Integrate $\sin(3x)\cos(3x)$

Question

Integrate $\sin(3x)\cos(3x)$

I looked at various answers on different sites but still do not understand how to use the u-substitution method in this question or the double angle rule.

Answer 1

$\int\sin3x\cos3x \mathop{\mathrm{d}x}=\int\frac{1}{2}\sin6x \mathop{\mathrm{d}x}=-\frac{1}{12}\cos6x+C$

Answer 2

Here's one way to do this : \begin{align*}\int \sin(3x)\cos(3x)\mathop{\mathrm{d}x} & = \frac{1}{3}\int 3\sin(3x)\cos(3x)\mathop{\mathrm{d}x} \\ & = \frac{1}{3} \int \sin(3x)(\sin(3x))' \mathop{\mathrm{d}x} \\ & = \frac{1}{6} \int (\sin(3x)^2)'\mathop{\mathrm{d}x} \\ & = \frac{1}{6}\sin(3x)^2 +K\end{align*}

This is in fact the same as doing a substitution $u=\sin(3x)$.
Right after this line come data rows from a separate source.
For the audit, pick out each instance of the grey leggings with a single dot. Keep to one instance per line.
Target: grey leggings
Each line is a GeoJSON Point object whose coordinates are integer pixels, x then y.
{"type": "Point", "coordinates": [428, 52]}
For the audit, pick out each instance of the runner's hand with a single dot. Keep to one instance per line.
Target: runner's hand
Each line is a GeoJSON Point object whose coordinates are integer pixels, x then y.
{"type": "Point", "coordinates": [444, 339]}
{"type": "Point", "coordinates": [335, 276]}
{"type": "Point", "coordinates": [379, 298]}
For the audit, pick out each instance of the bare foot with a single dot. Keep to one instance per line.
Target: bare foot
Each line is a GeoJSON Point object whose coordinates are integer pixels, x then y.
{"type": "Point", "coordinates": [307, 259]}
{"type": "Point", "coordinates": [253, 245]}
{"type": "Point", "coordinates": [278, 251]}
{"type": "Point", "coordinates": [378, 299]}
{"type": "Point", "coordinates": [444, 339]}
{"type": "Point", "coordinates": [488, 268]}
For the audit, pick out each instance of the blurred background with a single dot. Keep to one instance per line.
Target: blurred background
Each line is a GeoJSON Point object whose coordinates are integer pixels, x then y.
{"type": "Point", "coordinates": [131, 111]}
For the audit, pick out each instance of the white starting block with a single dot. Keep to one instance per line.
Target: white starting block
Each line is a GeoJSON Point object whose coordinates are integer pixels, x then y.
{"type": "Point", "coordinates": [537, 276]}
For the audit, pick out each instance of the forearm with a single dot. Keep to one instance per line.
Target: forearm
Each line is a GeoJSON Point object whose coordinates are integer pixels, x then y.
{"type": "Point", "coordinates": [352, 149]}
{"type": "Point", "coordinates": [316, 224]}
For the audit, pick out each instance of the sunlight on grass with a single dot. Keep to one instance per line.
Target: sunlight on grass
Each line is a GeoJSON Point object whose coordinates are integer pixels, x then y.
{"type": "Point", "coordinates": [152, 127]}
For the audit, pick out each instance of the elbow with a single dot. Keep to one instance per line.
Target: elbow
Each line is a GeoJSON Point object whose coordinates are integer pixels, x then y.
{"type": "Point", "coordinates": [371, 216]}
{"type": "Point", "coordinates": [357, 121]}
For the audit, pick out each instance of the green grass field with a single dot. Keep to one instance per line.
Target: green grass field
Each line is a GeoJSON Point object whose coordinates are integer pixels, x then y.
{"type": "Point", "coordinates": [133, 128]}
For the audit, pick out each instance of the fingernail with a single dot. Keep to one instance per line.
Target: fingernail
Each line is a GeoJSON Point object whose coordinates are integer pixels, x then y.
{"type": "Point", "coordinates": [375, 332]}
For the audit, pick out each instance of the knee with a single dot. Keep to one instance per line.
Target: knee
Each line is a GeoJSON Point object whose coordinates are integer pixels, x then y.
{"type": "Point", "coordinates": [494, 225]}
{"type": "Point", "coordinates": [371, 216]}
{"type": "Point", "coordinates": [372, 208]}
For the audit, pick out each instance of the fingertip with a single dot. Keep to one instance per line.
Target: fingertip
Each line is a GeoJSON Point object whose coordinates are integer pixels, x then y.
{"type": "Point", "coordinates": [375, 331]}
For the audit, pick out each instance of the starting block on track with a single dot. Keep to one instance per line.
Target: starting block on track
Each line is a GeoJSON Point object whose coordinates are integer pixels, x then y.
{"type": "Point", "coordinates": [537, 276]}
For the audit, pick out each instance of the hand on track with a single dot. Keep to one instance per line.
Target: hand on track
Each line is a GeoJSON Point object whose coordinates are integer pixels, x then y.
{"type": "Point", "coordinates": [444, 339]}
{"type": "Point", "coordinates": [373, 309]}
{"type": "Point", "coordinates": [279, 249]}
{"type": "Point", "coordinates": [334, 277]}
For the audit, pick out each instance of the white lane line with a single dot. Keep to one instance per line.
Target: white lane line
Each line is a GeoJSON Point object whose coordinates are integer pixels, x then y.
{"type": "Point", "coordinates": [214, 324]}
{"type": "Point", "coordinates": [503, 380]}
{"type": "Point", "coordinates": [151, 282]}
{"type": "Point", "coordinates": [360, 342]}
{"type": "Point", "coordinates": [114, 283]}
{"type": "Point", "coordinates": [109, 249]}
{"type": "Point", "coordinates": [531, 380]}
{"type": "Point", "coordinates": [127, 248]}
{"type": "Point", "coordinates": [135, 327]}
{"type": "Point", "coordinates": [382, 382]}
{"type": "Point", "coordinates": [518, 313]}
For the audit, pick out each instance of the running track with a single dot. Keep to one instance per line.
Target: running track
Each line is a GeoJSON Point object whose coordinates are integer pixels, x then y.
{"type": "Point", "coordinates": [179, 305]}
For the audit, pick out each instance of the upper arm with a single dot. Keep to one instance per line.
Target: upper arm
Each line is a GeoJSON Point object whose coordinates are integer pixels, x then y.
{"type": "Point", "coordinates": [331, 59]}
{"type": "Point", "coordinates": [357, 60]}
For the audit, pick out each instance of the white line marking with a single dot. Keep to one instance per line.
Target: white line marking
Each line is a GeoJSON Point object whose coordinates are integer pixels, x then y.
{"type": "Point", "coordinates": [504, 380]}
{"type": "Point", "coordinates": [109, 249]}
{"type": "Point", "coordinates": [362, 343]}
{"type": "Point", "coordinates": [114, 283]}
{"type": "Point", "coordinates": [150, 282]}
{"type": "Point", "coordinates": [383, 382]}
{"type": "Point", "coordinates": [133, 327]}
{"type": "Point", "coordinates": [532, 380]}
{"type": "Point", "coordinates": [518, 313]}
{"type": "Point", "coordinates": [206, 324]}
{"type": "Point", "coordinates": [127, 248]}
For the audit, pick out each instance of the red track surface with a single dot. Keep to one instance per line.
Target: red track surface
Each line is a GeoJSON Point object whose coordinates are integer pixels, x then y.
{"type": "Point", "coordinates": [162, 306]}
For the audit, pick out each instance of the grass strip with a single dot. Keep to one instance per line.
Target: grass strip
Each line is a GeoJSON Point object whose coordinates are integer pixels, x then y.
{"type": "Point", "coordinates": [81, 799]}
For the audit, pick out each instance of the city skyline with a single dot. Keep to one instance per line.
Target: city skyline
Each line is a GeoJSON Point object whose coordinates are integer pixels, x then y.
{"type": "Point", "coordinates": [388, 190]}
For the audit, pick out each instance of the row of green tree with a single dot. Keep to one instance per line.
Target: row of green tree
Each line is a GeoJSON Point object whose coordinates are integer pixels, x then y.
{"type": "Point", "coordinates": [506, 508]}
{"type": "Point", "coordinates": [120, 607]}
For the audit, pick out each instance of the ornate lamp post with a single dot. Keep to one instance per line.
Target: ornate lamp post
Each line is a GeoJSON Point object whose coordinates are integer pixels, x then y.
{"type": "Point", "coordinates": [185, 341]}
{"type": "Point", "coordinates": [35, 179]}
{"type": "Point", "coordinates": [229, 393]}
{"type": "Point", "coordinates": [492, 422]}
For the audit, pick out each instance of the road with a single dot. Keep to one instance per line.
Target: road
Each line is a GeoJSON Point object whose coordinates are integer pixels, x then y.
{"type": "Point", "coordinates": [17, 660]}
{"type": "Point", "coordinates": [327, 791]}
Note also that though it may seem different than almagest's solution, the two are equivalent. Indeed, $$\cos(6x)^2=1-2\sin(3x)^2,$$ so that $$-\frac{1}{12}\cos(6x)+C=-\frac{1}{12}(1-2\sin(3x)^2)+C=\frac{1}{6}\sin(3x)^2+C-\frac{1}{12},$$ which is the same as my answer if you choose $K=C-\frac{1}{12}$.